This is a holiday season not only for Christians and Jews, but also for college football fans. As happens every year, this past Sunday marked the drawing of the teams to play in the Bowl Championship Series, or BCS--essentially the NCAA's method of determining which college has the best football team in the country. On Wednesday night, however, a House subcommittee voted on legislation to prohibit the BCS from calling any game a "national championship" unless it was decided by a playoff system. This would be the end of the BCS, which decides on the top two teams in the country by rank, record and a complicated system of votes instead of an elimination tournament. Given the amount of money that bowl games bring to schools who get a berth, the issue has high stakes for those involved. But the big question everyone's asking is: why the heck is Congress involved?

  • Running Down the Clock, says the Bob Franken at the Huffington Post. "If they can find enough meaningless work to do, maybe the session will expire before they have to risk antagonizing their voters with their decisions on the volatile issues they face...like the aforementioned health care and the wars and the economy."
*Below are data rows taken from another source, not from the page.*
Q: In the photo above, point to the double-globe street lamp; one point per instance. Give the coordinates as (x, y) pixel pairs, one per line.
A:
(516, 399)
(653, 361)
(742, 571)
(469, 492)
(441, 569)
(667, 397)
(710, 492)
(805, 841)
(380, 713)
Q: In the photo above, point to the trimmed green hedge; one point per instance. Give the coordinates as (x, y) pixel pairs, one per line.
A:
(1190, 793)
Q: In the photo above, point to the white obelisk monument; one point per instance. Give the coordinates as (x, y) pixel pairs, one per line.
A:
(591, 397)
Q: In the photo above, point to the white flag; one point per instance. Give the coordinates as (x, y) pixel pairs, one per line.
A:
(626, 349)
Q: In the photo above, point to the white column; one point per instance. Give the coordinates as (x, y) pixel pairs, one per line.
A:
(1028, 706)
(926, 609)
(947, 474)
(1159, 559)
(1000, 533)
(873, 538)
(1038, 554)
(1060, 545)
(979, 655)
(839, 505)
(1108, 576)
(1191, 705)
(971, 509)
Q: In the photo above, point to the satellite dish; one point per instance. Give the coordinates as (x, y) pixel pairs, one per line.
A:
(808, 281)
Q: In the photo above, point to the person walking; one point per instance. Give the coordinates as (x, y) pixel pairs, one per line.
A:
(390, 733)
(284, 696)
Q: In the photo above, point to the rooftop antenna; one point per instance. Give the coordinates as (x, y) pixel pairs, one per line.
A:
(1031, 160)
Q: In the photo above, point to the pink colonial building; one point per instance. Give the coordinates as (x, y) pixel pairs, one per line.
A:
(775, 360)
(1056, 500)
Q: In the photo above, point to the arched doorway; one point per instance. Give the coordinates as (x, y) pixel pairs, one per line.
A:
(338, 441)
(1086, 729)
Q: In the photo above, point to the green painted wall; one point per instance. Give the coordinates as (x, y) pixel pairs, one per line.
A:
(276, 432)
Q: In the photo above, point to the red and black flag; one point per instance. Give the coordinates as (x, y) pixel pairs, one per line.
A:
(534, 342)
  • Home Field Advantage? The Atlantic's own Derek Thompson points out one reason why the bill is in Congress: its sponsor. He says, "It's fitting that the bill's sponsor, Joe Barton, hails from Texas. The University of Texas, Austin, was bumped from the title game last year by Oklahoma, despite having the same record and a win over OU."
  • Could Be an Upset, says Yahoo's Matt Hinton. Remarking that the current system is bad, Hinton says a congressional overhaul could do some good. "The bill has a long road to hoe -- BCS-hating Sen. Orrin Hatch would have to rally his colleagues around a bill that doesn't yet exist to get it through the upper chamber -- but if it reaches Obama's desk, the president has vowed to sign the thing and put the BCS out of its misery. I don't need to know the specifics of the sausage-making it will take to get there to know that would smell pretty great, with or without a bracket in its place."
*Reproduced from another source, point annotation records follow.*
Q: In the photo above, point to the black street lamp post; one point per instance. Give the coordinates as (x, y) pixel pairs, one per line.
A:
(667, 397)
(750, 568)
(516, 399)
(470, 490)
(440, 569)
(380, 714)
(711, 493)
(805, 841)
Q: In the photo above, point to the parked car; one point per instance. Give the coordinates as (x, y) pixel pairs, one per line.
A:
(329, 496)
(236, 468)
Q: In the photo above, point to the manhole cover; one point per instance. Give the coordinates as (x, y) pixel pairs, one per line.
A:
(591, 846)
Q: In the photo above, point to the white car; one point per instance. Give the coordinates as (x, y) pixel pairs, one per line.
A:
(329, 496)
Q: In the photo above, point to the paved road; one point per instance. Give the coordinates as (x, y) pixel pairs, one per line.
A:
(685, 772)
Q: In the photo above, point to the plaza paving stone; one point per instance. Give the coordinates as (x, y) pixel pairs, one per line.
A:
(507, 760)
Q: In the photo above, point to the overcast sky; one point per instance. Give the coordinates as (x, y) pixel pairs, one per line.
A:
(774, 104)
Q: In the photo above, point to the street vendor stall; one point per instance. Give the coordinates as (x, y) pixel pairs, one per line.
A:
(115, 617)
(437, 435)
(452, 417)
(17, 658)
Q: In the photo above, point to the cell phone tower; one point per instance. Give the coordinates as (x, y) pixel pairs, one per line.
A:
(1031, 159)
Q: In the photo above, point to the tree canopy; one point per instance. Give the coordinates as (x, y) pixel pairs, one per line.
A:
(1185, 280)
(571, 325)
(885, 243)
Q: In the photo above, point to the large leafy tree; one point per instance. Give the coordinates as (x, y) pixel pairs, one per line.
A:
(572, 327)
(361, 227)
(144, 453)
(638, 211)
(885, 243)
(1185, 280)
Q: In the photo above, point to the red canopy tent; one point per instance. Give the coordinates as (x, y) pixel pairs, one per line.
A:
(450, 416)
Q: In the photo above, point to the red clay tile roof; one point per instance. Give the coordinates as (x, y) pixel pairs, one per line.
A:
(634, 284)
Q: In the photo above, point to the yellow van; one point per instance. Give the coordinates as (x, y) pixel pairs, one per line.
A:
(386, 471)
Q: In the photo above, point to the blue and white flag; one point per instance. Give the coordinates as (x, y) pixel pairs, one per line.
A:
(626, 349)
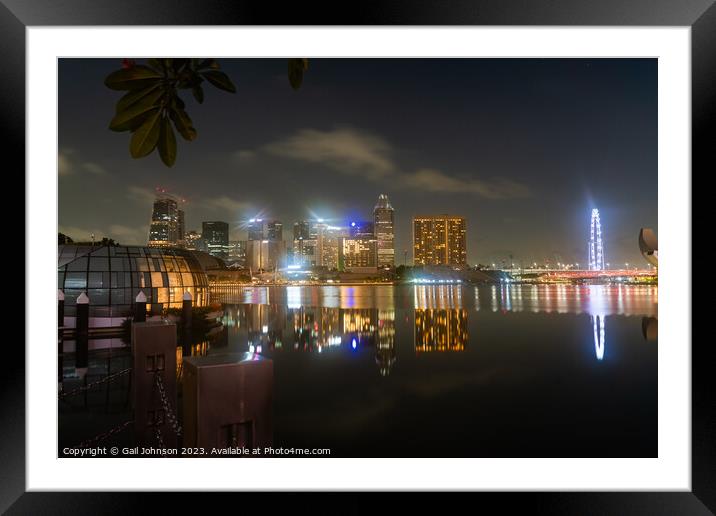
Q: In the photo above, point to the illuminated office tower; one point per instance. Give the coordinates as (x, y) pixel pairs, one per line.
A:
(305, 245)
(191, 241)
(181, 233)
(164, 228)
(237, 253)
(329, 240)
(256, 229)
(595, 247)
(383, 218)
(439, 240)
(216, 238)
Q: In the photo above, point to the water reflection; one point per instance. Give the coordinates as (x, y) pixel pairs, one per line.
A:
(452, 355)
(440, 330)
(598, 324)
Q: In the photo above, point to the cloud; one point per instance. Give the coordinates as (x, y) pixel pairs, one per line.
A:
(129, 235)
(245, 154)
(68, 164)
(350, 151)
(227, 204)
(437, 181)
(345, 150)
(95, 168)
(125, 235)
(141, 194)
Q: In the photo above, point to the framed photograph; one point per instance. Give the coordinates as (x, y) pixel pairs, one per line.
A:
(422, 252)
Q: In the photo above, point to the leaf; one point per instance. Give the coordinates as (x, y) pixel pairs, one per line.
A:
(145, 138)
(167, 143)
(296, 68)
(148, 96)
(207, 63)
(183, 123)
(135, 78)
(155, 64)
(130, 119)
(198, 93)
(220, 80)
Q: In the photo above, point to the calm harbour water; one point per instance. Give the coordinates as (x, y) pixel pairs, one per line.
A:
(512, 370)
(449, 370)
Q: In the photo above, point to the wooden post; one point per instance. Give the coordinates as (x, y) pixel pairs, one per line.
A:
(140, 307)
(154, 353)
(82, 334)
(60, 337)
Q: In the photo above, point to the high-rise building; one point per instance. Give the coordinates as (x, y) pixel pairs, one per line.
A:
(181, 234)
(359, 253)
(191, 241)
(265, 255)
(306, 253)
(164, 228)
(256, 229)
(440, 329)
(216, 238)
(329, 241)
(439, 240)
(595, 247)
(237, 253)
(383, 218)
(301, 230)
(361, 229)
(360, 248)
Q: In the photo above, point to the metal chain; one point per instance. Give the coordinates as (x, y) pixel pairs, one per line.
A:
(103, 436)
(158, 435)
(87, 387)
(171, 417)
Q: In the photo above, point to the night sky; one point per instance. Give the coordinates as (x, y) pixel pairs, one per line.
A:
(523, 148)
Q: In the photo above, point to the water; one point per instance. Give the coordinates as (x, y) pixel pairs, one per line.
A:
(420, 371)
(503, 371)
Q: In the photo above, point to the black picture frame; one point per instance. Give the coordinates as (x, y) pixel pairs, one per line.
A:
(700, 15)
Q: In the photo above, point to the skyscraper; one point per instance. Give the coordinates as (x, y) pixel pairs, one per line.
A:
(191, 241)
(216, 238)
(595, 248)
(301, 230)
(164, 228)
(237, 253)
(274, 230)
(304, 246)
(383, 218)
(439, 240)
(181, 235)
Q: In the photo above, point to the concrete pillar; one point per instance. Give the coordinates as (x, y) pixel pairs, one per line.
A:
(228, 400)
(186, 323)
(650, 328)
(81, 334)
(154, 352)
(140, 307)
(60, 336)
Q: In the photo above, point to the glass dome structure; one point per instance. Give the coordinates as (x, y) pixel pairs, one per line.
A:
(112, 276)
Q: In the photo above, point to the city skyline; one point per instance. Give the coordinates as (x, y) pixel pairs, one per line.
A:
(334, 163)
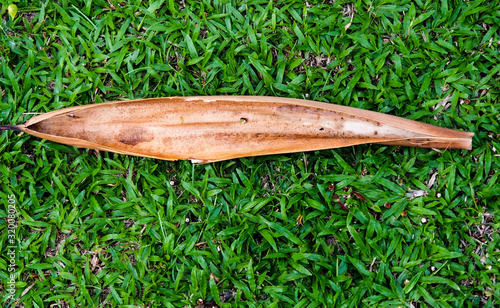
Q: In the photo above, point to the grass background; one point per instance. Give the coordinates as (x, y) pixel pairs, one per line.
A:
(102, 230)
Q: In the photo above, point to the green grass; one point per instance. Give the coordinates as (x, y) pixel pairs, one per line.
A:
(97, 229)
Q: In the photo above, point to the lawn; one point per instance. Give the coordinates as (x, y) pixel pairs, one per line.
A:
(369, 225)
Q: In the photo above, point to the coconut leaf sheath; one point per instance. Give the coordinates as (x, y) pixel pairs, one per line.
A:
(213, 128)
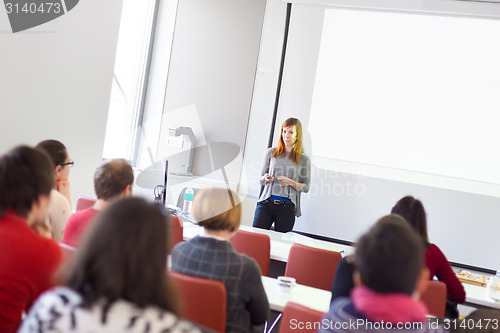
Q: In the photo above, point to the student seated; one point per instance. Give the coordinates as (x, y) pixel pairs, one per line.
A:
(212, 256)
(478, 321)
(113, 179)
(390, 273)
(27, 259)
(60, 197)
(117, 281)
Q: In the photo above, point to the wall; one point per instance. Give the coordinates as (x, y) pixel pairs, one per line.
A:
(56, 83)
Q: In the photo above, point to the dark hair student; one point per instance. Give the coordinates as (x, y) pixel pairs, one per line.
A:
(117, 281)
(286, 173)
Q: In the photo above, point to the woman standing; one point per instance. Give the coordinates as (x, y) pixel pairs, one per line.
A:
(286, 173)
(60, 198)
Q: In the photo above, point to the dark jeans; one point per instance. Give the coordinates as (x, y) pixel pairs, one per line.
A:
(282, 213)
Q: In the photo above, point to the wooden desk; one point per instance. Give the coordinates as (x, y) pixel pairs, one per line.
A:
(313, 298)
(280, 242)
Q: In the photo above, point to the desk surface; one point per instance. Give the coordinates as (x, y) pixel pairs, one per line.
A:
(313, 298)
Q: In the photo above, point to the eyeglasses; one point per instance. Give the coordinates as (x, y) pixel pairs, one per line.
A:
(70, 164)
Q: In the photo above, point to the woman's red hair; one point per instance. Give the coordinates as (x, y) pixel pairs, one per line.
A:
(297, 149)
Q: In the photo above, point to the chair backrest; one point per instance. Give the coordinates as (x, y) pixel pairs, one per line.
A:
(202, 301)
(84, 203)
(176, 232)
(254, 245)
(300, 314)
(311, 266)
(435, 298)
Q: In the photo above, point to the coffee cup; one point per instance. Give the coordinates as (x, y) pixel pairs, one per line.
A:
(286, 283)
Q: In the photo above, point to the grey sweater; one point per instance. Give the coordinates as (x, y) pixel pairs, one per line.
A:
(284, 166)
(214, 259)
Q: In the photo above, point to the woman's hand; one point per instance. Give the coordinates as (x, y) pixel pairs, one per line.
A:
(267, 178)
(63, 188)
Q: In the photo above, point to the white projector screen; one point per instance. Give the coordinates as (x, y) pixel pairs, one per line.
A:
(396, 103)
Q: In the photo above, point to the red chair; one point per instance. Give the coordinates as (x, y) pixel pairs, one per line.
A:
(435, 298)
(255, 245)
(309, 319)
(84, 203)
(176, 232)
(311, 266)
(202, 301)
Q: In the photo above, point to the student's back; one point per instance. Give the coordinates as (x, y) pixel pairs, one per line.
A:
(389, 270)
(27, 260)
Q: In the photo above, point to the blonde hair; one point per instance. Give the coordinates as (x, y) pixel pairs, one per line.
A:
(217, 209)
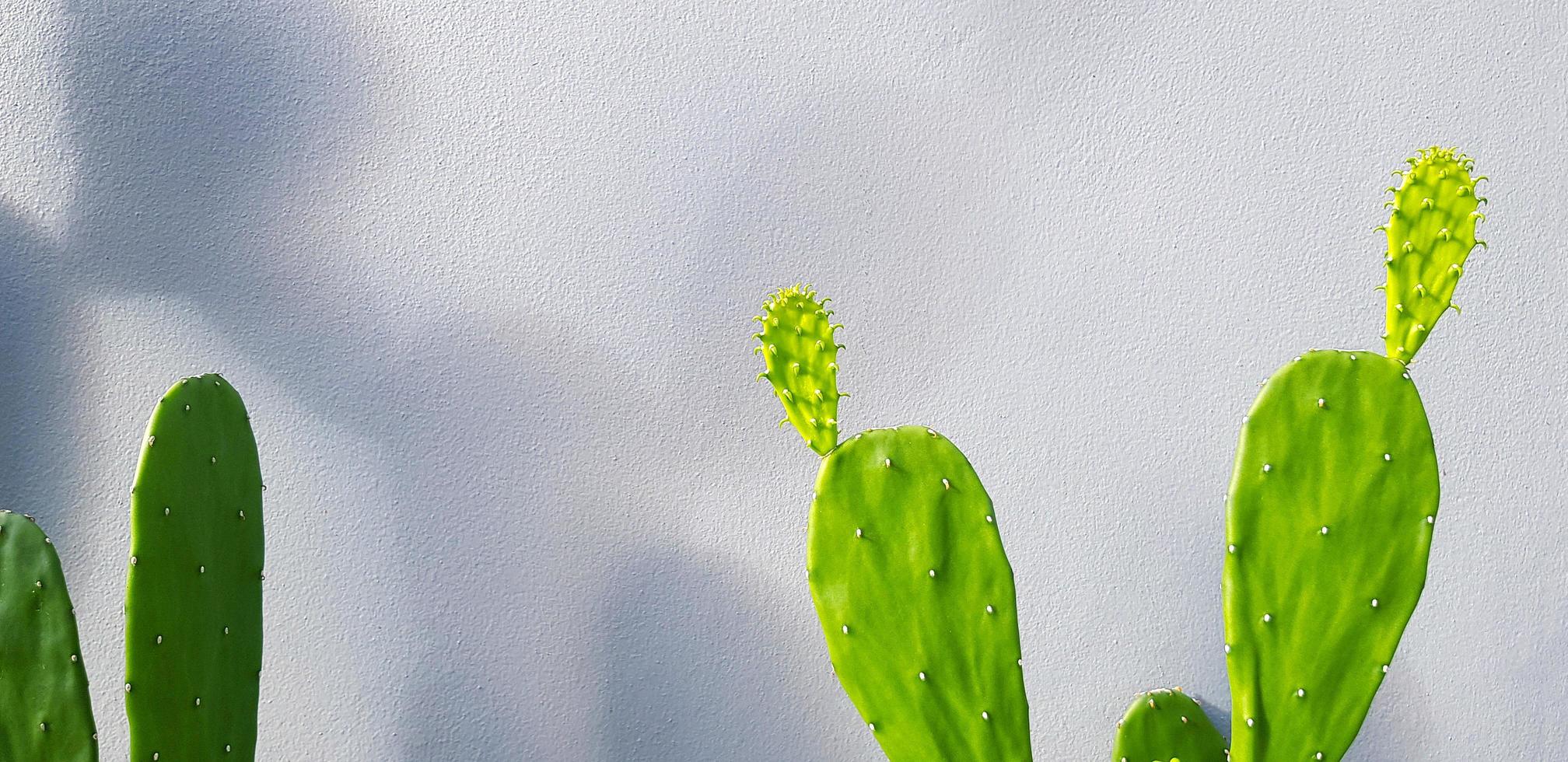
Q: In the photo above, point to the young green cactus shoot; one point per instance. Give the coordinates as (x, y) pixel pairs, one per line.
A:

  • Equal Playing Time, says the Washington Post's Michael Wilbon. "An amendment would also ensure that in a playoff system, all schools -- regardless of conference affiliation -- would have an equal shot at participating. What's worse than the House taking time to consider forcing a college football playoff is the necessity to do so in the first place."
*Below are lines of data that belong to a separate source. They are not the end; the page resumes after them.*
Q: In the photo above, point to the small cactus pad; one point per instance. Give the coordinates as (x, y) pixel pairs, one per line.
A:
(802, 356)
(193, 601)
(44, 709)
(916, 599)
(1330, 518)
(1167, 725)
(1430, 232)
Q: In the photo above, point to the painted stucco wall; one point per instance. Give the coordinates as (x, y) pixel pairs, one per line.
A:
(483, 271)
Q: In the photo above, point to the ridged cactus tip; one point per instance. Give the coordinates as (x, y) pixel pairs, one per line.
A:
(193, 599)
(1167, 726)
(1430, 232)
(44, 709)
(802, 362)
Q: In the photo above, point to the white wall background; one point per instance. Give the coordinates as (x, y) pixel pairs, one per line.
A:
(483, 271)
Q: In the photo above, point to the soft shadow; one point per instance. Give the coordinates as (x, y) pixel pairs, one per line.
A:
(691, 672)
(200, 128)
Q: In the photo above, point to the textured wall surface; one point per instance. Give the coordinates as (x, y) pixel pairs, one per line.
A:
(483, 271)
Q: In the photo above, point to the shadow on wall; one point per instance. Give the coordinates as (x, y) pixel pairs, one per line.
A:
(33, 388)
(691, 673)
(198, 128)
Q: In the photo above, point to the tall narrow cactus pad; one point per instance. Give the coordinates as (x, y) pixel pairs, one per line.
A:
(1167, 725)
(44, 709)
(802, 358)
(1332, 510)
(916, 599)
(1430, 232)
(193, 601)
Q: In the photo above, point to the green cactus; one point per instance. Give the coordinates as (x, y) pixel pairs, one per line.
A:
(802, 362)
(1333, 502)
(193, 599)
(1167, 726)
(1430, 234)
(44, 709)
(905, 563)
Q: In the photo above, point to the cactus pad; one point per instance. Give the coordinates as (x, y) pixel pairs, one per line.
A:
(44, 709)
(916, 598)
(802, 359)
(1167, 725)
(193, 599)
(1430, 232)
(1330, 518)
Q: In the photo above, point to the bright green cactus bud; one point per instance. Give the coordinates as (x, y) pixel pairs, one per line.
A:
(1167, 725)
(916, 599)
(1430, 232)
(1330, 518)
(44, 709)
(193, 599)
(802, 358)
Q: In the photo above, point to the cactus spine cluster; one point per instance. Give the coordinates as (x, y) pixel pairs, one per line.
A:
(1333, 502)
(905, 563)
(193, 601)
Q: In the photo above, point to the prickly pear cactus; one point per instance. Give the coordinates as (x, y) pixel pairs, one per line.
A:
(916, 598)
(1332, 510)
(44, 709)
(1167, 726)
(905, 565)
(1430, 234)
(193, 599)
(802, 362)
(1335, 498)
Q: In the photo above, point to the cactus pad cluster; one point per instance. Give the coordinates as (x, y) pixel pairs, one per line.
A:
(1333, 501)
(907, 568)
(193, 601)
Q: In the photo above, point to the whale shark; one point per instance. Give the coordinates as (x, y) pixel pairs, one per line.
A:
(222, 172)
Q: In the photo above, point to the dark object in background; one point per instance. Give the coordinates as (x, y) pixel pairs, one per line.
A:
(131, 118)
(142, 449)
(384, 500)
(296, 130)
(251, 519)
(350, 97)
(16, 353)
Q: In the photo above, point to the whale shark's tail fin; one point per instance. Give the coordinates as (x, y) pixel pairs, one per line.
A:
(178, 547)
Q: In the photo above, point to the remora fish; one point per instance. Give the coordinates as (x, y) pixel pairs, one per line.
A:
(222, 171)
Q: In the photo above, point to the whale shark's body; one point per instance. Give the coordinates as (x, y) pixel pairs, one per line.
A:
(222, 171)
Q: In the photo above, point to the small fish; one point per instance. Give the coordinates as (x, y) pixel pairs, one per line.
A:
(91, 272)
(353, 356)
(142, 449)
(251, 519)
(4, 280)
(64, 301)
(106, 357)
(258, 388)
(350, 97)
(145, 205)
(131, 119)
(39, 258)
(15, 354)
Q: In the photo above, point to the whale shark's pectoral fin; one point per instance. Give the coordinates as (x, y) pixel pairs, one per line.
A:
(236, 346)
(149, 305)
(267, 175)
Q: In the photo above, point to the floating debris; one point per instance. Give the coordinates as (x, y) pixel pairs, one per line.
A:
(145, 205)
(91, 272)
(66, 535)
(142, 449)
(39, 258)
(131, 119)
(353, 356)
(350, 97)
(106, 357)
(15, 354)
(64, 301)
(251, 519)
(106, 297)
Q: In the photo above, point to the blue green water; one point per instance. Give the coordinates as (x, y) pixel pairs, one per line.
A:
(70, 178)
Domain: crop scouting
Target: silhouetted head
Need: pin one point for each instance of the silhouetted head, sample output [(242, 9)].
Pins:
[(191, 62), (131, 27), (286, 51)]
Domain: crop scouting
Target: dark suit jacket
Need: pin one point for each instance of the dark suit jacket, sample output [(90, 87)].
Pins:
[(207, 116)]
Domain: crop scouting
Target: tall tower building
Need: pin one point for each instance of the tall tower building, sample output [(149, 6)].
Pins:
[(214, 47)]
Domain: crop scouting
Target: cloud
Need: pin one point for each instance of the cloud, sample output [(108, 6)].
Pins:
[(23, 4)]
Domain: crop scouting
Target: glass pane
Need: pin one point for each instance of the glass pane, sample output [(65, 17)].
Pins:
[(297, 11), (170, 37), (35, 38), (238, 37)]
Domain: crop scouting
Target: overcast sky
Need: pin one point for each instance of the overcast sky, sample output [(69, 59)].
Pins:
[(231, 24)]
  • Money Play, says Ray Ratto from CBS Sports. While opining that the bill will never pass, namely because "Congress ranks right above meth dealers for trustworthiness," Ratto says it could spark a much needed debate about the monetary benefit of BCS teams. "There has never truly been an honest debate about the BCS...The bowl system is an extraordinarily tangled knot of exchanged cash, and if debate about the bill will force the BCS people to untangle that knot so we can all see how the system actually works, we can get a handle on why it is so stridently defended by those who constructed it. We can find out where the assumptions of the pro-playoff people work or don't, and we can come to the "Aha!" moment when it all comes clear to everyone."